Directed by Jono McLeod and starring Alan Cumming, the film tells the story of sixteen year old Brandon Lee who enrolled at a secondary school on the outskirts of Glasgow in 1993.

However, Brandon Lee was neither sixteen years old, nor was this his real name. ‘My Old School’ relates Lee’s curious story and unravels the curious mystery surrounding him. It features the voices of Lulu, Clare Grogan and Joe McFadden. The film uses a mixture of animation to recreate the story, interviews with Lee’s former classmates and audio interviews with Lee himself, lip synched by Alan Cumming.

“My Old School is a tremendous story, and color was the unifying factor that brought it all together,” said Jon Bruce, senior colorist and online editor, Blazing Griffin. “There are effectively three different parts to the jigsaw: the animated recreation, the interviews with former pupils and the lip-synced interview acted out by Alan Cumming, and color was crucial in making it feel coherent throughout.”

The interviews with former pupils were recorded over a number of days at a semi-abandoned school in Glasgow, but production was interrupted by the Covid-19 lockdowns. The original intention was to let the story unfold using the interviews mixed with drama recreations but restrictions of filming forced Jono McLeod, the director, to look for alternative ideas and he settled on using 90s style animation to tell the story. However, ensuring a consistent look across both the animated and interview segments required some work.

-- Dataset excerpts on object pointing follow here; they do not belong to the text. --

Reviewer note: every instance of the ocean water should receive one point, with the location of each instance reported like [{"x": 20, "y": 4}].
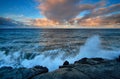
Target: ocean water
[{"x": 51, "y": 47}]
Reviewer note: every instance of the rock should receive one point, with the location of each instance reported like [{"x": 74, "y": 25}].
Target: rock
[
  {"x": 66, "y": 63},
  {"x": 118, "y": 59},
  {"x": 21, "y": 73},
  {"x": 92, "y": 68},
  {"x": 86, "y": 68}
]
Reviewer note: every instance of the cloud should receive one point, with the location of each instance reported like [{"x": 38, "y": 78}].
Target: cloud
[
  {"x": 10, "y": 23},
  {"x": 103, "y": 11}
]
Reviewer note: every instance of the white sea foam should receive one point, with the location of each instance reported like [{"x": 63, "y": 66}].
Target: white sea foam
[{"x": 91, "y": 49}]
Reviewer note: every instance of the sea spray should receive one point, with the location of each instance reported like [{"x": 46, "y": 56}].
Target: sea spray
[{"x": 91, "y": 49}]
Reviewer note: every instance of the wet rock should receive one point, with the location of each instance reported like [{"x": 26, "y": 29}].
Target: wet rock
[
  {"x": 92, "y": 68},
  {"x": 66, "y": 63},
  {"x": 21, "y": 73},
  {"x": 118, "y": 59}
]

“Most of the interviews were filmed over a period of five days, in various classrooms with large windows and using natural light, so we used Resolve’s HDR tools to make sure that we could get a natural look and avoid too many blown out highlights,” continued Bruce. “We also used a stronger film LUT to create a more retro filmic look for the Alan Cumming interviews as we wanted them to still feel in the world of the interviews, but to still take us out of reality slightly.

A crucial part of the production was ensuring consistency across the animated and interview segments. Notably, that the characters could be recognised across both. Although the director had asked the former pupils to wear brightly coloured clothes, Bruce also used the Resolve 3D keyer on the animations to tweak jumper and hair colors to ensure that the link between characters was clear and didn’t jar the viewer’s experience.

“Tying in the colour of the animation and the real interviews was a lot of fun,” concluded Bruce. “It’s a very colorful and stylish film, which was a clear choice on the director’s part. In other hands the story could have been told in a very dark and bleak way, instead it’s got a wonderful playful and comic feel to it. As such, it was vital that we unified the animations and interviews and lip-sync so that it didn’t feel like three piecemeal projects thrown together. The consistency of colour was a critical part of this. Overall, I’m incredibly proud of the work; they say that truth is stranger than fiction, and ‘My Old School’ proves the adage.”

My Old School is released on August 19, 2022 in the UK.